To find the equation of the tangent line to the function $f(x) = 2x^2 + 4$ at $x = 1$, we can follow these steps:

Step 1: Find the derivative of the function

The derivative $f'(x)$ will give us the slope of the tangent line at any point $x$.

$f'(x) = \frac{d}{dx}(2x^2 + 4) = 4x$

Step 2: Evaluate the derivative at $x = 1$

Substitute $x = 1$ into the derivative to find the slope of the tangent line at that point.

$f'(1) = 4(1) = 4$

Thus, the slope of the tangent line at $x = 1$ is 4.

Step 3: Find the point on the curve at $x = 1$

To find the y-coordinate at $x = 1$, substitute $x = 1$ into the original function $f(x)$.

$f(1) = 2(1)^2 + 4 = 2 + 4 = 6$

Thus, the point of tangency is $(1, 6)$.

Step 4: Use the point-slope form to write the equation of the tangent line

The point-slope form of the equation of a line is:

$y - y_1 = m(x - x_1)$

Where:

• $m$ is the slope (which is 4),
• $(x_1, y_1)$ is the point of tangency $(1, 6)$.

Substitute these values into the equation:

$y - 6 = 4(x - 1)$

Simplifying:

$y - 6 = 4x - 4$ $y = 4x - 4 + 6$ $y = 4x + 2$

Final Answer:

The equation of the tangent line is $y = 4x + 2$.

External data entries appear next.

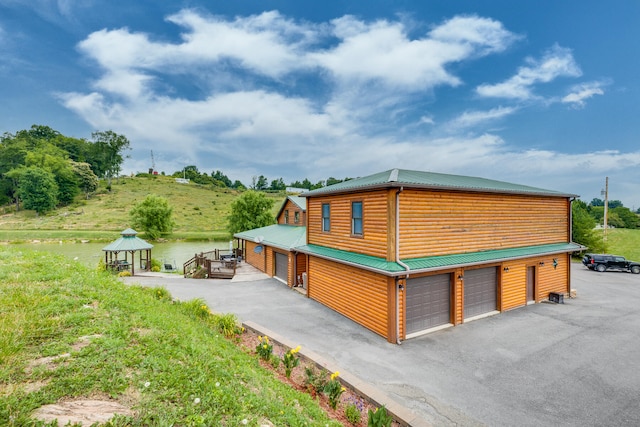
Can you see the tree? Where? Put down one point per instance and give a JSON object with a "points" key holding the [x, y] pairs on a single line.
{"points": [[250, 210], [259, 183], [87, 180], [153, 216], [583, 227], [107, 153], [38, 189]]}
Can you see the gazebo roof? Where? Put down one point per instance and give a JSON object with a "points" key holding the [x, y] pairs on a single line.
{"points": [[128, 242]]}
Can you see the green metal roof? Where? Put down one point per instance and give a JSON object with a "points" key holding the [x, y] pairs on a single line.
{"points": [[128, 242], [277, 235], [433, 263], [301, 202], [363, 261], [430, 180]]}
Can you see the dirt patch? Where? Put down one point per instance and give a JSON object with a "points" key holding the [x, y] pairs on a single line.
{"points": [[83, 411]]}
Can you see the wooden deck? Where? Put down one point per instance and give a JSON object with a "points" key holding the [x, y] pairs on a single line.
{"points": [[216, 264]]}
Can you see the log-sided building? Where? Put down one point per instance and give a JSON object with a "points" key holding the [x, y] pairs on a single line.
{"points": [[404, 252]]}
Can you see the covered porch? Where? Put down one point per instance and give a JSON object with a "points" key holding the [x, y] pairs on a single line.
{"points": [[128, 244]]}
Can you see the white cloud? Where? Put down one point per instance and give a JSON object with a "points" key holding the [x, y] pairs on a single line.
{"points": [[358, 114], [383, 51], [475, 118], [580, 93], [556, 62]]}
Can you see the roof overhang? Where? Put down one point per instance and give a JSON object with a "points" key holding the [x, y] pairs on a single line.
{"points": [[435, 263]]}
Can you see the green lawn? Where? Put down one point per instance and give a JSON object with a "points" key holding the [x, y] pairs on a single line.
{"points": [[200, 212], [167, 361]]}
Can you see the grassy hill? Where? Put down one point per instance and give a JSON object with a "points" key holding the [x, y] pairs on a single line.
{"points": [[71, 333], [200, 212]]}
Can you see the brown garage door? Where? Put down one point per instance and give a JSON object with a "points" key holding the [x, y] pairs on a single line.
{"points": [[480, 290], [428, 302], [282, 264]]}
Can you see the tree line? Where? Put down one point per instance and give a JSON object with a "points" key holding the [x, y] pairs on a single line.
{"points": [[44, 169]]}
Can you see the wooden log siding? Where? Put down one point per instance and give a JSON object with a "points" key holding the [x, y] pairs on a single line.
{"points": [[441, 223], [360, 295], [254, 259], [374, 238]]}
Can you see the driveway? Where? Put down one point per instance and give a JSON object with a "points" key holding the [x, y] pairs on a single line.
{"points": [[572, 364]]}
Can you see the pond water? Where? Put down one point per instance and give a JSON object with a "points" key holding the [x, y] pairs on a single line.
{"points": [[176, 253]]}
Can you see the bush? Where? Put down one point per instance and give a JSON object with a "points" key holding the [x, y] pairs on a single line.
{"points": [[379, 418], [264, 348], [352, 414]]}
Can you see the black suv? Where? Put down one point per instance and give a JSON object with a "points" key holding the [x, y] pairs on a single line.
{"points": [[604, 262]]}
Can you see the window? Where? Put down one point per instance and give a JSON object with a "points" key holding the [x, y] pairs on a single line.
{"points": [[356, 218], [326, 217]]}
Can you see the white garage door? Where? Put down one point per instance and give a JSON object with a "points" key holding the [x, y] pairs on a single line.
{"points": [[480, 291], [428, 302]]}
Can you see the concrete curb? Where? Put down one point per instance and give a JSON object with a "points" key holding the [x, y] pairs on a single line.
{"points": [[400, 413]]}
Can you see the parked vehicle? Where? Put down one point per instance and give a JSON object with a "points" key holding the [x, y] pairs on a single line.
{"points": [[604, 262]]}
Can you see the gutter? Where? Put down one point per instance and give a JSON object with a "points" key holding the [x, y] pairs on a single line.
{"points": [[399, 261]]}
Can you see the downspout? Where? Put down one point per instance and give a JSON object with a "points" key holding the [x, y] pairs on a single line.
{"points": [[405, 266], [571, 219]]}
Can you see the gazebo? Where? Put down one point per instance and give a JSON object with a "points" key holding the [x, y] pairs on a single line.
{"points": [[129, 244]]}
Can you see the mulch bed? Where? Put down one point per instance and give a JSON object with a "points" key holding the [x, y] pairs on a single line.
{"points": [[248, 342]]}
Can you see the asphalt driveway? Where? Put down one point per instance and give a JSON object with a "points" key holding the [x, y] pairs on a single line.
{"points": [[572, 364]]}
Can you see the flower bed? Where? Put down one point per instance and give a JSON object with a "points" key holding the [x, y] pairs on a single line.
{"points": [[339, 401]]}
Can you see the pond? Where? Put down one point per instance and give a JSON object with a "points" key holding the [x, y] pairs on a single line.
{"points": [[90, 254]]}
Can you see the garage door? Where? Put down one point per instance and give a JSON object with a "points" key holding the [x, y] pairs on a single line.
{"points": [[428, 302], [282, 263], [480, 290]]}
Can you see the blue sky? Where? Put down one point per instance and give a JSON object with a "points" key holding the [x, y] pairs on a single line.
{"points": [[543, 93]]}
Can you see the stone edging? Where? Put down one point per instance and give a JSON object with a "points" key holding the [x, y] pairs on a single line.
{"points": [[400, 413]]}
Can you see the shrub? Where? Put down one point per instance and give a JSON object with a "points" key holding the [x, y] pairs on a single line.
{"points": [[379, 418], [352, 414], [314, 380], [227, 324], [264, 348], [290, 360], [333, 389]]}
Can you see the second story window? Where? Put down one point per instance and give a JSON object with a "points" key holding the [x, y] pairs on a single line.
{"points": [[326, 217], [356, 218]]}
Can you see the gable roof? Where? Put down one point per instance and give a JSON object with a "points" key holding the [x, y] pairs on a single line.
{"points": [[300, 202], [129, 241], [433, 181], [280, 236]]}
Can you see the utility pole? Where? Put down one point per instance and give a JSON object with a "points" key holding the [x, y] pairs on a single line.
{"points": [[606, 207]]}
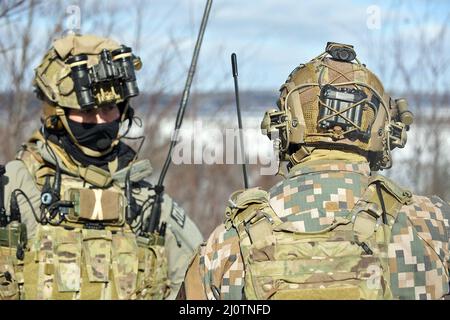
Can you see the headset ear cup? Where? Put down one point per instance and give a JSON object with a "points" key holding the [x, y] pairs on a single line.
{"points": [[130, 114], [53, 123]]}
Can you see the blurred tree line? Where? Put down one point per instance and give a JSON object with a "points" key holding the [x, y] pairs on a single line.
{"points": [[203, 189]]}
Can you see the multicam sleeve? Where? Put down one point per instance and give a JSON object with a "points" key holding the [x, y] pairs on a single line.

Would you like any further details on how this was derived? Here are some related questions you can consider:

1. What are other methods to find the equation of a tangent line?
2. How can you verify that the tangent line and the curve intersect at only one point?
3. How does the derivative of a function geometrically represent the slope of the tangent line?
4. What happens to the tangent line when the function changes, for example, if $f(x)$ is a cubic function?
5. Can you find the tangent line to this function at other points, like $x = 2$?

Tip:

Always remember to double-check both the derivative and the point of tangency when solving tangent line problems to avoid small errors.